ケアノート
脳・神経

髄膜炎

ずいまくえん / Meningitis

髄膜炎(ずいまくえん、Meningitis)とは、脳と脊髄を覆う髄膜に炎症が生じる疾患で、細菌性は緊急性が高く、ウイルス性は比較的予後が良い。

概要

髄膜に病原体が感染し炎症を起こす疾患で、原因により細菌性、ウイルス性、真菌性などに分類される。

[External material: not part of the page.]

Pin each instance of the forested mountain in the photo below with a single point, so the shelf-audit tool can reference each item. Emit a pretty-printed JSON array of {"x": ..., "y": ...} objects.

細菌性髄膜炎は進行が速く後遺症や死亡のリスクが高い緊急疾患であり、迅速な診断と治療を要する。

症状

発熱、頭痛、嘔吐が三主徴で、これに項部硬直などの髄膜刺激症状が加わる。首を前に曲げると膝が屈曲するブルジンスキー徴候や、ケルニッヒ徴候が陽性となる。細菌性では意識障害やけいれんを伴い急速に悪化する。

検査・診断

腰椎穿刺による髄液検査が診断の要で、細胞数、蛋白、糖、培養を調べて原因を鑑別する。細菌性では髄液の混濁、糖の低下がみられる。血液培養や頭部画像検査を併せて行う。

治療・看護

細菌性では原因菌に応じた抗菌薬を速やかに開始し、ウイルス性は対症療法が中心となる。看護では発熱・頭痛・意識状態の観察、光や音の刺激を抑えた環境調整、頭蓋内圧亢進やけいれんの早期発見、感染対策を行う。